Но сегодня-то Любовь Николаевна походила на ту, что готовила посинюшки, суп харчо, кабачки, фаршированные мясом, посылала Михаила Никифоровича на улицу Цандера за швейной машинкой и могла пуститься в загул. Да хоть бы и пустилась!.. Ту, летнюю и осеннюю, живую Любовь Николаевну почувствовал рядом с собой Михаил Никифорович, когда закрывал чемоданы. И запахи были — живой Любови Николаевны. Жаркая, в пушистом оранжевом свитере, в ношеных джинсах, высунув язык, помогала она ему затягивать кожаные ремни, плечом толкнула, и оно было живое, знакомое. Михаилу Никифоровичу захотелось отшвырнуть чемодан, обнять Любовь Николаевну. Не отшвырнул и не обнял…
— Как вы думаете, без паспорта можно поселиться в общежитии? — Любовь Николаевна стояла в коридоре.
— Вам — можно, — сказал Михаил Никифорович.
— Вот и нет. И мне нельзя. Я и не особенная. Я обычная и с малым сроком проживания в Москве. А в бумагах я осталась Стрельцовой. Неразведенной. И можете представить, как нелегко было поселиться неразведенной и имеющей площадь на Королева.

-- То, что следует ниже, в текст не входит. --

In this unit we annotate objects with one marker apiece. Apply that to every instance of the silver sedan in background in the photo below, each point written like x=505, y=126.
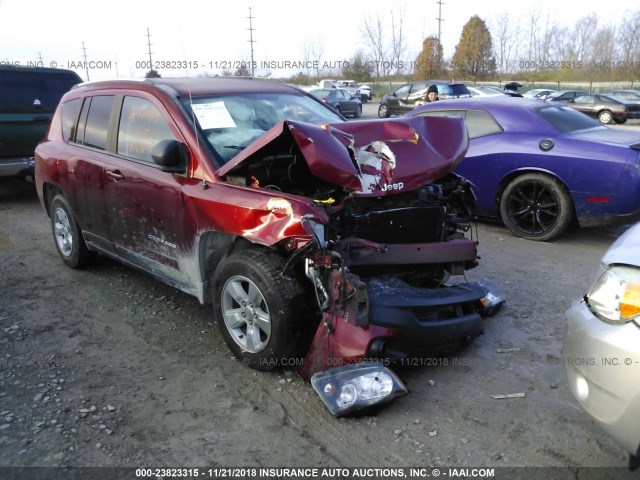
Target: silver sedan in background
x=601, y=352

— Позвольте вам не поверить насчет нелегко, — сказал Михаил Никифорович. — При вашей-то… пронырливости… Или пробойности… Или… А не разведенная вы, видимо, со мной?
— С кем же еще?
— С одной дамой я хоть разведенный…
— Я ее хорошо знаю, — напомнила Любовь Николаевна.
— Но зачем вам теперь нужна моя фамилия?
— На время, на время! Девушки из общежития помнят, что вы мой муж. Но это пустяки. Они могут и запамятовать. А вот площадь ваша останется у меня в резерве. Мало ли что. И вы, как неразведенный, посидите для меня на скамье запасных.
— Не нарушаете ли вы условия договоренности с нами?
— А хоть бы и нарушаю! — рассмеялась Любовь Николаевна.
— К чему вы все это мне говорите?
— Хочу — и говорю! Дразню вас. Скандала хочу!
— А-а, — сказал Михаил Никифорович и развернул «Вечернюю Москву». Когда он прочитал (слова прыгали со строчки на строчку и не сразу собирались в предложения) заметку о вымогательнице из парикмахерской, заслужившей восемь лет и конфискацию имущества, из комнаты донеслось: «У кого же нет капусты, прошу к нам в огород, во девичий хоровод…» Давно не пела при нем Любовь Николаевна. И как пела теперь! Михаилу Никифоровичу бы слушать и слушать ласковое ее пение, но он встал, газету бросил и, грозный, отправился закрывать дверь в комнату, чтобы никакие издевательские звуки не мешали ему жить.
И тут же Любовь Николаевна встала в дверном проеме, бедром прислонилась к косяку.
— А вы нервничаете, — улыбнулась Любовь Николаевна. — Дверью хлопнуть решились. Это я дверью должна хлопнуть. Вы-то что нервничаете, Михаил Никифорович? Вам один вечер и осталось терпеть. Или вы недовольны тем, что я ухожу в общежитие? Может, вы обижены? Может, удержать меня собрались? Что вы молчите, Михаил Никифорович? А может, у вас любовь ко мне?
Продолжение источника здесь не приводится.